In one of his very first feature film appearances, the future two-time Academy Award winner found immense pressure placed upon his shoulders as ‘Basketball Player #10’, without whom the high school-set horror comedy couldn’t have possibly succeeded, such was the weight of expectation.
Although he was still fairly new to the glitz and glamour of the industry, Affleck was ready to seize the opportunity with both hands and deliver the single greatest line reading cinema had ever experienced. Unfortunately, whether that’s what he did or not, nobody will ever know.
Matt Damon’s BFF and Jennifer Lopez’s husband is present, accounted for, and uncredited in director Fran Rubel Kuzui’s box office bust, but the voice that emerges from Basketball Player #10’s mouth definitely isn’t his. Why? Because Affleck was so terrible, he couldn’t even string two words together to an extent that satisfied the production crew.
“Apparently, I’m so bad in that movie,” he said during an appearance on SiriusXM. “I had one line. It was ‘Take it,’ I think.” That’s all he had to say, but when Affleck descended upon the cinema to catch his star-making performance in the flesh, he discovered that somebody else had been drafted in after he’d failed to master the simple soundbite written on the page.
“I went to the movie and I was like, ‘That is not my voice. That is not me,'” he continued. “Apparently the director hated my performance so much that she looped the entire performance, which was one line. So, yes, I am dubbed in English!”
The words ‘take it’ were something Affleck “couldn’t say convincingly enough”, necessitating Buffy the Vampire Slayer having to “pay someone to come in and say it” in his absence.
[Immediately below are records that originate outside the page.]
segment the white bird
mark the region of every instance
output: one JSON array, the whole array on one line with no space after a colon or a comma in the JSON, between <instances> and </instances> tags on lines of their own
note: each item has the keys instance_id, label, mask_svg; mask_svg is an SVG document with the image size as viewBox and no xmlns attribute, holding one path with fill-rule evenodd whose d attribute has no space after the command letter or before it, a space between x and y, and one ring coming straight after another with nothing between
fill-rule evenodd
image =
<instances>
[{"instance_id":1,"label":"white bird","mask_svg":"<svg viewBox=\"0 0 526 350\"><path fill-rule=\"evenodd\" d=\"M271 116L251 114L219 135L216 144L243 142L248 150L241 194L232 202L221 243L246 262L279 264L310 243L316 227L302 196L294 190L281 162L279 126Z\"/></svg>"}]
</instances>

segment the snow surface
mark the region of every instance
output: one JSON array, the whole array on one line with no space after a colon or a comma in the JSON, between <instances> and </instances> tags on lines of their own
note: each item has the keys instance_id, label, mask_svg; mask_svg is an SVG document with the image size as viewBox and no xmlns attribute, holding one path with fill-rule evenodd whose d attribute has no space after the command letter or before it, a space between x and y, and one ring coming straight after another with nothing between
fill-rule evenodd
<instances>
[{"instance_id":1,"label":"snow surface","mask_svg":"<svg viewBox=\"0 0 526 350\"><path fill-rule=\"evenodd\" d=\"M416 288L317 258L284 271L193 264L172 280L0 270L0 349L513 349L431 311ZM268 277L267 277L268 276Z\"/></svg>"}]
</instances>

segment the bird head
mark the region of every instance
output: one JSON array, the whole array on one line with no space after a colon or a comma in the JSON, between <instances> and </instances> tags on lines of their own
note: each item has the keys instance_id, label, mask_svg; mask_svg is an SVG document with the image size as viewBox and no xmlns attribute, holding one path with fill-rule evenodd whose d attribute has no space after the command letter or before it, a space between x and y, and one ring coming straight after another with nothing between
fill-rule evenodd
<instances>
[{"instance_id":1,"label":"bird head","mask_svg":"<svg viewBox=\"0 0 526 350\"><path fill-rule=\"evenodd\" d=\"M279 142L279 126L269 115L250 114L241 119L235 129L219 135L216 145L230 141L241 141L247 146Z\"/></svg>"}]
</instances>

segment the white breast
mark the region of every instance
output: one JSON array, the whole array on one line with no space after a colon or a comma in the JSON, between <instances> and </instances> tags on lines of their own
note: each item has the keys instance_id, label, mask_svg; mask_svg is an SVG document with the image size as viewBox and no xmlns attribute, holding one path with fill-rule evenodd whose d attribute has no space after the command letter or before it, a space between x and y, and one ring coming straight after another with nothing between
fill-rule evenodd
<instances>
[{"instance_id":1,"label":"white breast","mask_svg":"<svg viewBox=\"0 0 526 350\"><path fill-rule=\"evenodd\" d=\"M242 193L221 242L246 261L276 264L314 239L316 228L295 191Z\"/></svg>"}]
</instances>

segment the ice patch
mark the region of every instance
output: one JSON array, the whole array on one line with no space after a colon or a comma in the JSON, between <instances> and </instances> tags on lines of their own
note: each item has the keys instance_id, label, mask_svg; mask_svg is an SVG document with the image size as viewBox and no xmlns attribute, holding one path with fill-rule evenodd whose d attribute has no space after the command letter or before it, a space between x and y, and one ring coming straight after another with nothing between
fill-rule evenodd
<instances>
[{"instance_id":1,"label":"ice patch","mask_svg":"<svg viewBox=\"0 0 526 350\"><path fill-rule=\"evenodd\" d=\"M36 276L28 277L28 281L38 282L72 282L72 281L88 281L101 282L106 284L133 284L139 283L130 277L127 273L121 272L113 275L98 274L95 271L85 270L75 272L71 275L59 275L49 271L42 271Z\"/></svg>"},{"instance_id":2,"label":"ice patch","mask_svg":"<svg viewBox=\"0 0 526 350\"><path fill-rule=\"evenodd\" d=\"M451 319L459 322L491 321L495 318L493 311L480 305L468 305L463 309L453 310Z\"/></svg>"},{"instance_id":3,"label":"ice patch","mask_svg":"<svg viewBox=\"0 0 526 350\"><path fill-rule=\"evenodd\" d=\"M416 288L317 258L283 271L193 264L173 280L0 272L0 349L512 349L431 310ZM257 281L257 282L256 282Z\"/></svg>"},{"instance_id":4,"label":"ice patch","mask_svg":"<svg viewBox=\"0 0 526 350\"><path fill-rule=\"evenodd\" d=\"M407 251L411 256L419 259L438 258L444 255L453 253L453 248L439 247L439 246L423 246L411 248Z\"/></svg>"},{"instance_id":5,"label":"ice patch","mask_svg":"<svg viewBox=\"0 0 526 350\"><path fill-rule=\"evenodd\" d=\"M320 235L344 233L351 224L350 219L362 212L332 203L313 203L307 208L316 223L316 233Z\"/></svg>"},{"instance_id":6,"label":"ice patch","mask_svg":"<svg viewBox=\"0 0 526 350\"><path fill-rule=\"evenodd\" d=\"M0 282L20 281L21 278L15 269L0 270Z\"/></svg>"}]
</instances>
That’s undeniably embarrassing, but it didn’t put the aspiring actor and filmmaker off chasing his dreams, although it did presumably have an impact in convincing him that the best way of making it in the cutthroat world of Hollywood was to simply do it himself.
Fortunately, that came along eventually when he and Matt Damon co-wrote and starred in Good Will Hunting, the critical darling and awards season favourite that rocketed the pair of them into the positions they’ve continued to occupy for the last quarter of a century. Still, it remains a lost piece of history that Affleck’s original recording of his Buffy the Vampire Slayer dialogue remains lost forever because it must have been truly terrible to see him overdubbed in his native tongue.